Lachend versucht sie uns vier ebenfalls zu umarmen, bevor wir uns von ihr lösen, um Dad die Gelegenheit zu geben, dass er seine Frau in eine Umarmung ziehen kann.
Er flüstert ihr irgendetwas ins Ohr, was sie lachen und rot werden lässt, bevor er ginsend zu uns sieht.
Erst jetzt fällt mir auf, dass Dad seinen Drei-Tage-Bart weiter wachsen lässt. Warum fällt mir das erst jetzt auf. Normalerweise hätte mir das sofort auffallen müssen, weil man kaum noch seine breite Kieferpartie sehen kann. Naja, ist ja auch egal.

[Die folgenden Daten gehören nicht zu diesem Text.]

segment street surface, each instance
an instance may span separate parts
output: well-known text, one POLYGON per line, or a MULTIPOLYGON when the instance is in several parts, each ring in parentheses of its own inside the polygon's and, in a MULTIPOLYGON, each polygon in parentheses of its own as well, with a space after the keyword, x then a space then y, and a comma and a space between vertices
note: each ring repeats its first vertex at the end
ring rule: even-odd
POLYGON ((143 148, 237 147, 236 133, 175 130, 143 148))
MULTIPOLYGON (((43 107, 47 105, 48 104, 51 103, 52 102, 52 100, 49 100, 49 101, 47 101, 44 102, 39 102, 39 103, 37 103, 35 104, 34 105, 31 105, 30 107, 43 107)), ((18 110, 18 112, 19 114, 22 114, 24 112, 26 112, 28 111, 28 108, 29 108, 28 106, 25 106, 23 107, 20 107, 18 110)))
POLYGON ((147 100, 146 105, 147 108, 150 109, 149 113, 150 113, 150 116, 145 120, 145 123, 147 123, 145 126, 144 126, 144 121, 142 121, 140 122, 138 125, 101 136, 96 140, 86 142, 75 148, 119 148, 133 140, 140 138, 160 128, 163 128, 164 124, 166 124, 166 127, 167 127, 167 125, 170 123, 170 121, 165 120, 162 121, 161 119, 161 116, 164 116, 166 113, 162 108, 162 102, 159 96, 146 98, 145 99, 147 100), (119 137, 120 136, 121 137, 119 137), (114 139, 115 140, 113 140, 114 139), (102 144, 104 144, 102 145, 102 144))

Lächelnd lasse ich mich wieder auf die Couch fallen und beobachte glücklich meine Familie.
Vielleicht sollte ich sie ja fragen, was ich heute abend machen soll... . Ja, das ist eine gute Idee. Immerhin kann ich ihnen vertrauen und bis jetzt konnten sie mir eigentlich immer einen guten Rat geben.
»Ähm, Leute«, sage ich etwas lauter, damit mich alle hören und sehe entschuldigend in die Gesichter meiner Familie. »Wenn wir schon Mal hier versammelt sind, bräuchte einen Rat von Euch.«
Ich kratze mir verlegen den Nacken und sehe mit roten Wangen wieder zu ihnen auf.
»Was ist denn los, mein Junge?«, fragt Dad mich und setzt sich zu mir.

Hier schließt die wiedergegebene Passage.